The major waterways of Toowoomba are in the western Condamine catchment:
- Gowrie Creek
- East Creek
- West Creek
- Black Gully
- Spring Creek
- Westbrook Creek
- Dry Creek
- smaller waterways of Gowrie Creek in the northern catchments
Management of Toowoomba’s waterways includes protecting and managing:
- Creek health
As Toowoomba is the second largest city in the Murray Darling Basin, the management of pollutant sources (point and nonpoint) is significant to this larger catchment. The importance of the environmental function of waterways, particularly for stormwater management and aquatic ecosystem protection, is reflected in all creek corridors being reserved in the Planning Scheme as parkland.
Spring, Westbrook and escarpment creeks
These catchments are yet to be developed for residential use and the strategies will help us manage future impacts. The strategies consider different levels of development and use hydrological models to predict runoff and subsequent effects on stormwater due to an increase in the impervious surfaces, such as concrete and paving.
Please contact us to receive the summary of the Westbrook Creek and Spring Creek Catchment Management Strategies.
Gowrie creek strategy and cultural heritage
Revitalisation of the Gowrie creek system to a more natural state is one of the aims of the Gowrie creek catchment management strategy. We have to improve management of the impacts of stormwater, flooding, bank stability, pollutants, water quality and creek health.
Significant initiatives worked on include:
- Wetland/detention facilities built at West Creek
- Creek corridor land acquisition between Bridge and North Streets
- Bushland planting along Gowrie Creek downstream of North Street
- Community monitoring of water quality
A study was commissioned to collate and analyse relevant historical, environmental, archaeological, ethnographic and architectural/engineering data relating to cultural heritage issues in the waterway.
A Cultural Heritage Advisory Group was established and worked with Council.
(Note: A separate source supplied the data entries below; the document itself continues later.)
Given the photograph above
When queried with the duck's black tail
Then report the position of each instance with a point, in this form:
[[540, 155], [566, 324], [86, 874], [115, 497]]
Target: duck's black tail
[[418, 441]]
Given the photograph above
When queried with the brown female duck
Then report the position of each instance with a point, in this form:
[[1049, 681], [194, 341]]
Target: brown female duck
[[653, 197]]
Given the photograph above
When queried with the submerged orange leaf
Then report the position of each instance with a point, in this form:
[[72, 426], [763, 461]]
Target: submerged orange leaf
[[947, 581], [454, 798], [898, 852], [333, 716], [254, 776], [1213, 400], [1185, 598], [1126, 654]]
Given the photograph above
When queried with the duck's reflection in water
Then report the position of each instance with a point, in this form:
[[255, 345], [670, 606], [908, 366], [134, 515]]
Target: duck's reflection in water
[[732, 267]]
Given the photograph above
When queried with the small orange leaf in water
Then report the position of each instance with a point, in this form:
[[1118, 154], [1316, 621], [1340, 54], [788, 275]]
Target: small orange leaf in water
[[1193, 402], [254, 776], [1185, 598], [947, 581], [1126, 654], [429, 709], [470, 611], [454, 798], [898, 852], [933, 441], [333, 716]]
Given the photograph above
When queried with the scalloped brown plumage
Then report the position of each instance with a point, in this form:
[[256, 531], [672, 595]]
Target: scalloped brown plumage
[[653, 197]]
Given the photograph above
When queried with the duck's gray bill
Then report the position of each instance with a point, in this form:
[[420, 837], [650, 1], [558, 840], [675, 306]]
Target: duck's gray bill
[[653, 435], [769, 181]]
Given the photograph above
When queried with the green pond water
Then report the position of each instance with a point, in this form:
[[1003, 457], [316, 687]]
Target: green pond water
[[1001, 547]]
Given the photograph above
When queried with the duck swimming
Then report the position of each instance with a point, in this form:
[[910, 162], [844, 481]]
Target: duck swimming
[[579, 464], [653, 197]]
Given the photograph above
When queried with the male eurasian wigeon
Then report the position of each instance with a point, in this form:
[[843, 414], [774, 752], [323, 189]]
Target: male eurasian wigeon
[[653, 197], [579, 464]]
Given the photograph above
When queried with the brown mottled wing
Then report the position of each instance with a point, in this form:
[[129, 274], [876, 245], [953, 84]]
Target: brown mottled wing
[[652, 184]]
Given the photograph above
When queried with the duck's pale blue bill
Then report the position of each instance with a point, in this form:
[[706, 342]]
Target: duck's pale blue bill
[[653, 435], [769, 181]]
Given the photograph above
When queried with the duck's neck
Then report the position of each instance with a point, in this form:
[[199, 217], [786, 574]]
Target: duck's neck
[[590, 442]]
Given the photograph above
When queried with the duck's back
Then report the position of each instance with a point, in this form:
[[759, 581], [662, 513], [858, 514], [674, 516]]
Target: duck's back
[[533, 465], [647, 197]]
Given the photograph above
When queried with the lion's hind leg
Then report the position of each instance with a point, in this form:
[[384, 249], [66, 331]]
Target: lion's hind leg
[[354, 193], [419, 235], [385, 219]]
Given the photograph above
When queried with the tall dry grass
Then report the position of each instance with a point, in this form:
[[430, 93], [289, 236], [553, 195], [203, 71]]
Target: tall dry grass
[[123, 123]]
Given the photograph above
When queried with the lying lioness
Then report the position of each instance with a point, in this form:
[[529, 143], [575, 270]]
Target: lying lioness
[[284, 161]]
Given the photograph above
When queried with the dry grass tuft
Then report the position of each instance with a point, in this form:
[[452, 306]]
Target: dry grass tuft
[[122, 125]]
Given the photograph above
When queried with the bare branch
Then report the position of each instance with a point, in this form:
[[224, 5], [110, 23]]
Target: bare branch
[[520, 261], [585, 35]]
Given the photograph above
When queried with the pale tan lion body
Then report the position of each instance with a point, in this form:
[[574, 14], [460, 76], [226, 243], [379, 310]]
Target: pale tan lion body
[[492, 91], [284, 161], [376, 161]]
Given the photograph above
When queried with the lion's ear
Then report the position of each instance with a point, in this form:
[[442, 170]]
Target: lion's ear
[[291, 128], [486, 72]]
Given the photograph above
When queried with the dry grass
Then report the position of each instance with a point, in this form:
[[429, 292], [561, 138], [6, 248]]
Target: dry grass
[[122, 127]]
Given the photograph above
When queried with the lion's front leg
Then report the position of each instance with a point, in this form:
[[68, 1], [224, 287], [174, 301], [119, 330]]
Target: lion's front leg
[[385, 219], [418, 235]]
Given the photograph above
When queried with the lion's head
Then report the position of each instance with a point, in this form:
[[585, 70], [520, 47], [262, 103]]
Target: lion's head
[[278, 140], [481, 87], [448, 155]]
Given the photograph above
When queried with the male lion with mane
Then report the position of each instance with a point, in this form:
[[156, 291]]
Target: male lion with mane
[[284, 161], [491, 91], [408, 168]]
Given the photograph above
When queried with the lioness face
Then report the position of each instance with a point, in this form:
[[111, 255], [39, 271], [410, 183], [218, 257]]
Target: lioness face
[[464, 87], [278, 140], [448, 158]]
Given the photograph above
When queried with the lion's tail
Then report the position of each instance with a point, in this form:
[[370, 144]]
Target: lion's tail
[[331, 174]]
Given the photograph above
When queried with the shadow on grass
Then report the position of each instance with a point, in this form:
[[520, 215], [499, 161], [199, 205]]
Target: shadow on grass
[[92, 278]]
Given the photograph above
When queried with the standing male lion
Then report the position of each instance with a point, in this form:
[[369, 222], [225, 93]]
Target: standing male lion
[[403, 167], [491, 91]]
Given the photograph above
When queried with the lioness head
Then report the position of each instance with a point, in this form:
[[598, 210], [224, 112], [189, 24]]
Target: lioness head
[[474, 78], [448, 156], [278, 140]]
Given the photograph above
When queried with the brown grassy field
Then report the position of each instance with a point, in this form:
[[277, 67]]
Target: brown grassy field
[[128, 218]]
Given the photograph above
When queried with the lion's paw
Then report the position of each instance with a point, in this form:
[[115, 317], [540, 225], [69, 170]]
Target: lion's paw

Members of this group included representatives of the Traditional Custodian families with interests in the Toowoomba area, local historical associations, government representatives, and persons with particular interests in heritage issues.
The draft report was provided to the Group for their input and discussion. The report only moved to presentation to Toowoomba City Council once all agreed that its contents met the project brief appropriately, and provided information on all known cultural heritage values in the Gowrie Creek waterways.